S-Bahn-Misere:Ein Hauch von Stuttgart 21

Die Brucker, Eichenauer und Puchheimer sind nicht die einzigen, die mit der Verkehrspolitik im Großraum München unzufrieden sind. Der Widerstand gegen die zweite S-Bahn-Stammstrecke wächst.

Wolfgang Krause

Ein bisschen hilflos wirkt es schon, wenn zwei Bürgermeister, die sonst gerne die großen Macher markieren, die Bürger zum Protest gegen den Freistaat und die Bahn aufrufen.
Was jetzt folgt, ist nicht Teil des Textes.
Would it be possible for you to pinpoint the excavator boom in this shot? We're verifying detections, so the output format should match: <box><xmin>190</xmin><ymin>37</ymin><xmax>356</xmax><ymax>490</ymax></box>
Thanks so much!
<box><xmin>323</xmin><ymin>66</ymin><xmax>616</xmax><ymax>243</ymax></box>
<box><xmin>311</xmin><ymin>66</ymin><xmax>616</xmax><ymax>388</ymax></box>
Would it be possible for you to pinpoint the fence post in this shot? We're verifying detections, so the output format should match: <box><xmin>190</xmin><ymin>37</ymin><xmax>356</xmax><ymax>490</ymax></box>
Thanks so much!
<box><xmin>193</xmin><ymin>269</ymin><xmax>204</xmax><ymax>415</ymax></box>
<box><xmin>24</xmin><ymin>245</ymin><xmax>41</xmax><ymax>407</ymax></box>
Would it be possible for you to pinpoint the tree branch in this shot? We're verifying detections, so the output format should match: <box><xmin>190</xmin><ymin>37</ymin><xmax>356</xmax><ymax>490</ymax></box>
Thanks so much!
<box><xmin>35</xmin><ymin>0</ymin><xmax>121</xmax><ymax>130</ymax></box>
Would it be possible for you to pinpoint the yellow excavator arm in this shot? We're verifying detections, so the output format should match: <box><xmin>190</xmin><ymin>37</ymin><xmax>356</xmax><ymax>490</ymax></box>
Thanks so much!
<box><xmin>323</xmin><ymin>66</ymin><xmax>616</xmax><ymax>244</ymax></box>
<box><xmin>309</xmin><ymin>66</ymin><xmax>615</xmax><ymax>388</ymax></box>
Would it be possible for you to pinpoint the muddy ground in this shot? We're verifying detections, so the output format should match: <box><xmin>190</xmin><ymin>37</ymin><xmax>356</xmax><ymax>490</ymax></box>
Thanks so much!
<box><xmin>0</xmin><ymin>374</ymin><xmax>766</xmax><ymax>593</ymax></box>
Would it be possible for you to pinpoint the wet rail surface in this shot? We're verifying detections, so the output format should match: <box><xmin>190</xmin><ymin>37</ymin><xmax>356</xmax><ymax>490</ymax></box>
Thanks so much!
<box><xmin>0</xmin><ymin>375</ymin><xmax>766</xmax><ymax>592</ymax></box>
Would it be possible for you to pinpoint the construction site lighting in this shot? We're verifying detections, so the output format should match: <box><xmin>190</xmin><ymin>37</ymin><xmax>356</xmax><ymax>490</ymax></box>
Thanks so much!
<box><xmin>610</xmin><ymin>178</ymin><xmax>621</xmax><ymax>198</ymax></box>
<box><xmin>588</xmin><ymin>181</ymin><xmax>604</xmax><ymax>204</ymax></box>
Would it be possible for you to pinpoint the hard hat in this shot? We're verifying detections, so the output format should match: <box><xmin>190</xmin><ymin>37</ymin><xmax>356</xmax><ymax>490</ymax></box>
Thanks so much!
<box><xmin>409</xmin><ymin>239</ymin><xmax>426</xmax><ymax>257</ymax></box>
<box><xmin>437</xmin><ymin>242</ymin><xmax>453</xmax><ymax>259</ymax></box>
Und tatsächlich haben der Brucker OB Sepp Kellerer und sein Puchheimer Kollege Herbert Kränzlein der Untätigkeit des Wirtschaftsministeriums und des Verkehrsunternehmens kaum mehr entgegenzusetzen als die Pendler, die Tag für Tag den Verspätungen und Pannen auf der überlasteten S-Bahn-Strecke nach Fürstenfeldbruck ausgeliefert sind. Jahrelang mussten sie sich vertrösten lassen, um nun zu erfahren, dass das Projekt auf absehbare Zeit ganz gestrichen ist.
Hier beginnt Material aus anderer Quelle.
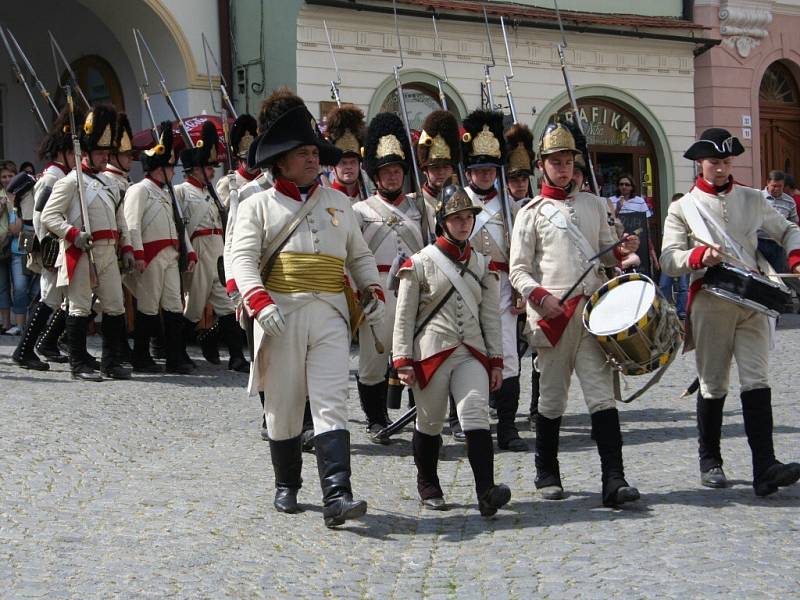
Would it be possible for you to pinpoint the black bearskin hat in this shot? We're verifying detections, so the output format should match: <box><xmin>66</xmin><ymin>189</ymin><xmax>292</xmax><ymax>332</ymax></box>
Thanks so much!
<box><xmin>81</xmin><ymin>104</ymin><xmax>117</xmax><ymax>152</ymax></box>
<box><xmin>461</xmin><ymin>109</ymin><xmax>505</xmax><ymax>169</ymax></box>
<box><xmin>417</xmin><ymin>110</ymin><xmax>461</xmax><ymax>169</ymax></box>
<box><xmin>230</xmin><ymin>113</ymin><xmax>258</xmax><ymax>159</ymax></box>
<box><xmin>364</xmin><ymin>112</ymin><xmax>411</xmax><ymax>181</ymax></box>
<box><xmin>327</xmin><ymin>104</ymin><xmax>366</xmax><ymax>159</ymax></box>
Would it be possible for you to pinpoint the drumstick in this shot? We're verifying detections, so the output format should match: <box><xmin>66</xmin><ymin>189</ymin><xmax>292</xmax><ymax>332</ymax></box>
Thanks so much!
<box><xmin>558</xmin><ymin>227</ymin><xmax>642</xmax><ymax>306</ymax></box>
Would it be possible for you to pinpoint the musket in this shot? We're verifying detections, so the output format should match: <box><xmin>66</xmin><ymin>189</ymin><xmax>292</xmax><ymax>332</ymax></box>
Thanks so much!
<box><xmin>553</xmin><ymin>0</ymin><xmax>600</xmax><ymax>194</ymax></box>
<box><xmin>7</xmin><ymin>29</ymin><xmax>58</xmax><ymax>118</ymax></box>
<box><xmin>201</xmin><ymin>33</ymin><xmax>238</xmax><ymax>172</ymax></box>
<box><xmin>64</xmin><ymin>85</ymin><xmax>98</xmax><ymax>289</ymax></box>
<box><xmin>47</xmin><ymin>31</ymin><xmax>92</xmax><ymax>110</ymax></box>
<box><xmin>392</xmin><ymin>0</ymin><xmax>430</xmax><ymax>245</ymax></box>
<box><xmin>134</xmin><ymin>29</ymin><xmax>194</xmax><ymax>148</ymax></box>
<box><xmin>0</xmin><ymin>27</ymin><xmax>48</xmax><ymax>134</ymax></box>
<box><xmin>483</xmin><ymin>4</ymin><xmax>517</xmax><ymax>250</ymax></box>
<box><xmin>483</xmin><ymin>2</ymin><xmax>497</xmax><ymax>110</ymax></box>
<box><xmin>133</xmin><ymin>28</ymin><xmax>194</xmax><ymax>272</ymax></box>
<box><xmin>322</xmin><ymin>20</ymin><xmax>342</xmax><ymax>106</ymax></box>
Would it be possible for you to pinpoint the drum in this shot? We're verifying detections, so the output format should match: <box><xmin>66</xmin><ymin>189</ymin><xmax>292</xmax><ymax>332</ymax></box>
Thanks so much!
<box><xmin>703</xmin><ymin>263</ymin><xmax>792</xmax><ymax>318</ymax></box>
<box><xmin>583</xmin><ymin>273</ymin><xmax>683</xmax><ymax>375</ymax></box>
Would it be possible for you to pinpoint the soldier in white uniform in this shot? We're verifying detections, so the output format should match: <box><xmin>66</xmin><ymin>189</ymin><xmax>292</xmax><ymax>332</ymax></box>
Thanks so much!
<box><xmin>510</xmin><ymin>123</ymin><xmax>639</xmax><ymax>506</ymax></box>
<box><xmin>175</xmin><ymin>121</ymin><xmax>245</xmax><ymax>373</ymax></box>
<box><xmin>14</xmin><ymin>107</ymin><xmax>83</xmax><ymax>370</ymax></box>
<box><xmin>232</xmin><ymin>90</ymin><xmax>385</xmax><ymax>527</ymax></box>
<box><xmin>661</xmin><ymin>128</ymin><xmax>800</xmax><ymax>496</ymax></box>
<box><xmin>392</xmin><ymin>186</ymin><xmax>511</xmax><ymax>516</ymax></box>
<box><xmin>353</xmin><ymin>113</ymin><xmax>434</xmax><ymax>443</ymax></box>
<box><xmin>461</xmin><ymin>110</ymin><xmax>528</xmax><ymax>452</ymax></box>
<box><xmin>326</xmin><ymin>104</ymin><xmax>369</xmax><ymax>202</ymax></box>
<box><xmin>125</xmin><ymin>121</ymin><xmax>197</xmax><ymax>375</ymax></box>
<box><xmin>42</xmin><ymin>104</ymin><xmax>134</xmax><ymax>381</ymax></box>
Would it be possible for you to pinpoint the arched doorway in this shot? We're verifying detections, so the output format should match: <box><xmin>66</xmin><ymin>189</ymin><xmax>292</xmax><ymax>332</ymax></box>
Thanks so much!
<box><xmin>758</xmin><ymin>61</ymin><xmax>800</xmax><ymax>183</ymax></box>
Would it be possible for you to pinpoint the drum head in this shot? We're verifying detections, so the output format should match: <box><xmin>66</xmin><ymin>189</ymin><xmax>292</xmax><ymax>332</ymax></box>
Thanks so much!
<box><xmin>587</xmin><ymin>275</ymin><xmax>656</xmax><ymax>335</ymax></box>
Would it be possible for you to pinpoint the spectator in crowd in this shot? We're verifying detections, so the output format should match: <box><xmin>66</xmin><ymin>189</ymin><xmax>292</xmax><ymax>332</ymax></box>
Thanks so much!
<box><xmin>0</xmin><ymin>162</ymin><xmax>22</xmax><ymax>334</ymax></box>
<box><xmin>783</xmin><ymin>173</ymin><xmax>800</xmax><ymax>215</ymax></box>
<box><xmin>658</xmin><ymin>194</ymin><xmax>689</xmax><ymax>320</ymax></box>
<box><xmin>609</xmin><ymin>173</ymin><xmax>658</xmax><ymax>277</ymax></box>
<box><xmin>758</xmin><ymin>170</ymin><xmax>797</xmax><ymax>273</ymax></box>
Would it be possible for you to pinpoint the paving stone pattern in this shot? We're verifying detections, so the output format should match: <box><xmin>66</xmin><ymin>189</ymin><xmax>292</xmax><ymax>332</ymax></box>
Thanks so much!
<box><xmin>0</xmin><ymin>329</ymin><xmax>800</xmax><ymax>600</ymax></box>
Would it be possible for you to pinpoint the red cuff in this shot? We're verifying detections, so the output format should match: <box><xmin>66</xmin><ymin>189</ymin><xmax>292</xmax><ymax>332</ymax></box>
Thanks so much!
<box><xmin>689</xmin><ymin>246</ymin><xmax>708</xmax><ymax>271</ymax></box>
<box><xmin>64</xmin><ymin>227</ymin><xmax>81</xmax><ymax>244</ymax></box>
<box><xmin>787</xmin><ymin>249</ymin><xmax>800</xmax><ymax>271</ymax></box>
<box><xmin>244</xmin><ymin>288</ymin><xmax>275</xmax><ymax>317</ymax></box>
<box><xmin>392</xmin><ymin>357</ymin><xmax>414</xmax><ymax>369</ymax></box>
<box><xmin>528</xmin><ymin>286</ymin><xmax>551</xmax><ymax>306</ymax></box>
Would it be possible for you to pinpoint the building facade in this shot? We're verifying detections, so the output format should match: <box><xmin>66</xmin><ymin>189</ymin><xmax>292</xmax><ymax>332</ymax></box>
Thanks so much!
<box><xmin>694</xmin><ymin>0</ymin><xmax>800</xmax><ymax>187</ymax></box>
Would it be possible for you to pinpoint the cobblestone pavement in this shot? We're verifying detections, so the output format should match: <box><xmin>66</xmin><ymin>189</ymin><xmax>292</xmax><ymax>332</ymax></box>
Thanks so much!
<box><xmin>0</xmin><ymin>322</ymin><xmax>800</xmax><ymax>600</ymax></box>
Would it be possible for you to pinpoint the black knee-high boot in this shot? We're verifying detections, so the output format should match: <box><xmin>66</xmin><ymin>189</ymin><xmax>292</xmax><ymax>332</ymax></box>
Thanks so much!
<box><xmin>742</xmin><ymin>388</ymin><xmax>800</xmax><ymax>496</ymax></box>
<box><xmin>494</xmin><ymin>376</ymin><xmax>528</xmax><ymax>452</ymax></box>
<box><xmin>269</xmin><ymin>435</ymin><xmax>303</xmax><ymax>514</ymax></box>
<box><xmin>592</xmin><ymin>408</ymin><xmax>639</xmax><ymax>506</ymax></box>
<box><xmin>464</xmin><ymin>429</ymin><xmax>511</xmax><ymax>517</ymax></box>
<box><xmin>314</xmin><ymin>429</ymin><xmax>367</xmax><ymax>527</ymax></box>
<box><xmin>411</xmin><ymin>429</ymin><xmax>445</xmax><ymax>510</ymax></box>
<box><xmin>36</xmin><ymin>308</ymin><xmax>69</xmax><ymax>363</ymax></box>
<box><xmin>11</xmin><ymin>302</ymin><xmax>53</xmax><ymax>371</ymax></box>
S-Bahn-Misere: Haidhauser Bürger protestieren gegen die zweite S-Bahn-Stammstrecke.

Haidhauser Bürger protestieren gegen die zweite S-Bahn-Stammstrecke.

(Foto: Stephan Rumpf)

Andererseits darf man die Wirkung so eines Aufrufs nicht unterschätzen - in Zeiten, in denen der Bau eines Bahntunnels in Stuttgart Tausende von Leuten auf die Straße treibt, die nie zuvor auf einer Demonstration waren. Natürlich können die Brucker, Eichenauer und Puchheimer alleine nichts ausrichten.

Aber sie sind nicht die einzigen, die mit der Verkehrspolitik im Großraum München unzufrieden sind. Die unter Politikern seit langem umstrittene zweite Stammstrecke stößt zunehmend auf Widerstand in der Bevölkerung. Zur ersten Protestkundgebung gingen nur die Anwohner, die die Belastung durch die Baustelle fürchten. Doch das könnte sich ändern - wenn die S-Bahn-Nutzer zu dem Schluss kommen, dass der neue Tunnel ihre Situation nicht entscheidend verbessern wird.
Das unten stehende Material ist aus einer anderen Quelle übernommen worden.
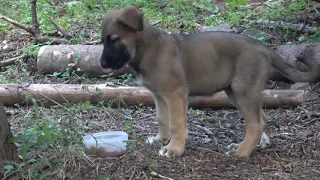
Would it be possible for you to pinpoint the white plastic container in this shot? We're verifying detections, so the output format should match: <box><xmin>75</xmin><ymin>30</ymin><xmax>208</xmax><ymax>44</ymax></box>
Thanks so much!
<box><xmin>83</xmin><ymin>131</ymin><xmax>128</xmax><ymax>157</ymax></box>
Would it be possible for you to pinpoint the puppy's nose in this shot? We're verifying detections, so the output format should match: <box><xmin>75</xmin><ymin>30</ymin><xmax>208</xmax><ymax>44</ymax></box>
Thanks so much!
<box><xmin>100</xmin><ymin>57</ymin><xmax>108</xmax><ymax>68</ymax></box>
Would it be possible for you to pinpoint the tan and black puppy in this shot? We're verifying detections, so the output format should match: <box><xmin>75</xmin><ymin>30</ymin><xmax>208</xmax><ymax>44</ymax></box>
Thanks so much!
<box><xmin>101</xmin><ymin>7</ymin><xmax>320</xmax><ymax>157</ymax></box>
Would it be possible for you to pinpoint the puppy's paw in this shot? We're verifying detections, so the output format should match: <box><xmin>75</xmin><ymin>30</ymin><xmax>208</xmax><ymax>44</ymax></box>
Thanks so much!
<box><xmin>146</xmin><ymin>134</ymin><xmax>169</xmax><ymax>144</ymax></box>
<box><xmin>226</xmin><ymin>143</ymin><xmax>251</xmax><ymax>158</ymax></box>
<box><xmin>226</xmin><ymin>143</ymin><xmax>240</xmax><ymax>155</ymax></box>
<box><xmin>258</xmin><ymin>132</ymin><xmax>271</xmax><ymax>149</ymax></box>
<box><xmin>159</xmin><ymin>144</ymin><xmax>184</xmax><ymax>158</ymax></box>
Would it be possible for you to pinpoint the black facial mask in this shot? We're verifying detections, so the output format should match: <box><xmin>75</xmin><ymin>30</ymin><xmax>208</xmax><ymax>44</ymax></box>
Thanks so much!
<box><xmin>100</xmin><ymin>35</ymin><xmax>130</xmax><ymax>70</ymax></box>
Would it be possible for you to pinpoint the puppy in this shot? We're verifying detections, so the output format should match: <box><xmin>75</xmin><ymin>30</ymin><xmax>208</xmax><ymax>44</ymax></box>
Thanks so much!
<box><xmin>101</xmin><ymin>6</ymin><xmax>320</xmax><ymax>158</ymax></box>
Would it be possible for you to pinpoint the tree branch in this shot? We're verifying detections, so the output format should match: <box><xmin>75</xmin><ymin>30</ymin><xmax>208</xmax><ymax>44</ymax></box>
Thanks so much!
<box><xmin>0</xmin><ymin>54</ymin><xmax>30</xmax><ymax>67</ymax></box>
<box><xmin>0</xmin><ymin>14</ymin><xmax>36</xmax><ymax>36</ymax></box>
<box><xmin>30</xmin><ymin>0</ymin><xmax>40</xmax><ymax>36</ymax></box>
<box><xmin>48</xmin><ymin>18</ymin><xmax>72</xmax><ymax>39</ymax></box>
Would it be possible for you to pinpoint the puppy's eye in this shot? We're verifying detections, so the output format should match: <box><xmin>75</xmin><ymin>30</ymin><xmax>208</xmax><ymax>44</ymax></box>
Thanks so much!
<box><xmin>111</xmin><ymin>35</ymin><xmax>120</xmax><ymax>42</ymax></box>
<box><xmin>106</xmin><ymin>35</ymin><xmax>121</xmax><ymax>43</ymax></box>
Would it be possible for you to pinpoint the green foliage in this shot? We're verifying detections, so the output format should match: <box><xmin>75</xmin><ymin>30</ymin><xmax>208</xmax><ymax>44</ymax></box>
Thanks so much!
<box><xmin>6</xmin><ymin>99</ymin><xmax>83</xmax><ymax>179</ymax></box>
Zumindest für die Pendler auf der S4 ist diese Einschätzung sicher richtig. Solange die Strecke in die Buchenau nicht ausgebaut wird, werden sie nicht in den Genuss eines Zehn-Minuten-Taktes kommen, wie er auf vergleichbaren Linien zur Stoßzeit inzwischen selbstverständlich ist. Sie hätten also allen Grund, gegen das Großprojekt Sturm zu laufen, das Milliarden verschlingt und für den überfälligen Ausbau der Außenäste nichts übrig lässt.